The Whale have never had a blue line where Doyle, their captain, wasn’t leading it.
Connecticut has been the basement dweller of the NWHL since season one. In Lake Placid, they played some of their best hockey ever, including the defense in front of rookie goalie Abbie Ives.
Then, they lost 7-0 to the Whitecaps in the Isobel Cup semifinals. There’s plenty of reason why, but one look at Minnesota’s shot chart shows a clear issue.
The Whitecaps easily scored underneath the circles and in front of the crease. Minnesota is fast and they can make a lot of defenses look rough, but since the Whale are already likely losing Doyle, this seems like an obvious issue to address.
This offseason is particularly tough since as of now, no one has any idea who is eligible for the draft. Coaches within the league have said “95%” of college seniors are returning for another year. So the idea of adding defense in the draft who can step in and play isn’t terribly reliable.
Free agency hasn’t been announced yet either, but if it’s like any other year, everyone is up for grabs if they want to play there. Connecticut historically hasn’t landed huge free agents, but given what they’ve started to build, and roster spots being filled primarily where they’d contend for players — Boston and Metropolitan — perhaps there’s more leeway.
For players likely to return, though, there are some building blocks.
Tori Howran was one of Connecticut’s strongest rookies, and she projects to be a terrific defender long term at the pro level. She’s a candidate to see even more time going forward and be relied upon as a defensive leader. The 22-year-old had three points in her four games to begin her Whale career, where she averaged over nearly 23 minutes of ice time per game.
Elena Orlando is the Whale’s most senior player without Doyle, as an original NWHLer herself. The 28-year-old defender doesn’t sound like she’s ready to retire just yet, so it’s probably a safe bet she will return next season.
She averaged just over 15 minutes on the ice this season, averaging a minute and a half on the penalty kill when she was out there. She’d be a key piece to that part of the game going forward.
Hanna Beattie would be going into her fifth season with the Whale, after she averaged two minutes on the penalty kill per game and more than 20 minutes total. A Division III player in college at Williams, she’s carved out a solid NWHL career for herself as a top four defender with the Whale. She often played with Doyle until Howran took that position this season.
Taylor Marchin, going into her fourth season, has also been a stay-at-home defender the Whale have needed, with 61 percent of her time coming in the defensive zone, with some strong zone entry ability, too.
That leaves Maggie LaGue, who played her first four career NWHL games this season, and Laurel Hill, who has been the seventh defender for the Whale the past two seasons.
They need some more depth, especially without Doyle, but the top four is a solid mix. Orlando is a veteran leader and potentially the next captain. Beattie has become one of the most solid defenders in the league, and Marchin has continued to improve, while Howran has a ton of upside.

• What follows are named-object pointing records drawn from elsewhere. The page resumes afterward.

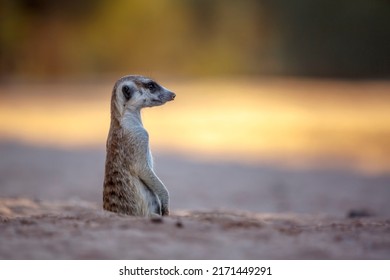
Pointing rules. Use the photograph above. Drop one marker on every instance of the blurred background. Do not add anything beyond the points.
(271, 91)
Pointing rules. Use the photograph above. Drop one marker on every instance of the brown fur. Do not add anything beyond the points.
(130, 184)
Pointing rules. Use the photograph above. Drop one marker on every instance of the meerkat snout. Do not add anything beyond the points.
(130, 183)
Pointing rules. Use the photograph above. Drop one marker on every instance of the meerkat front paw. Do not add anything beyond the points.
(165, 210)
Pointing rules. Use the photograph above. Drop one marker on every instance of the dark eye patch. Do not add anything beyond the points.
(127, 92)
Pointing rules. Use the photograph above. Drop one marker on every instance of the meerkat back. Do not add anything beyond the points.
(130, 184)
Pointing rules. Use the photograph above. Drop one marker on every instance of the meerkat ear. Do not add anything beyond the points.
(127, 92)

Even with LaGue and Hill, if they return, they likely need another piece. If that comes from the draft, it’s impossible to project.
The Whale haven’t drafted defense too often, either; last year they selected just Howran at defense. In 2018, they selected LaGue and Dominique Kremer, who signed with Buffalo after going to the SDHL and never playing a game with the Whale. The year prior, they drafted entirely forwards. They had bad luck losing Amanda Boulier, too, who went to the Whitecaps when she got a coaching job in Minnesota.
It’s tough to project who might be available or looking to switch teams. Briana Mastel on Boston is from Connecticut and there might be a squeeze on the Boston defense, but she’s also been an integral part when she does play. The Riveters also might see a roster shakeup that leaves a few defenders available, but it’s still impossible to predict. It’s going to be a challenging offseason all around, being an Olympic year and potentially more PWHPA lineup spots opening, and a difficult college draft. For teams with definitive need, even more so.
It’s not going to be easy to replace their captain in Doyle. It probably won’t be possible. The Whale have some building blocks on defense but a long way to go, and it’s going to be a challenge for the front office to piece it together.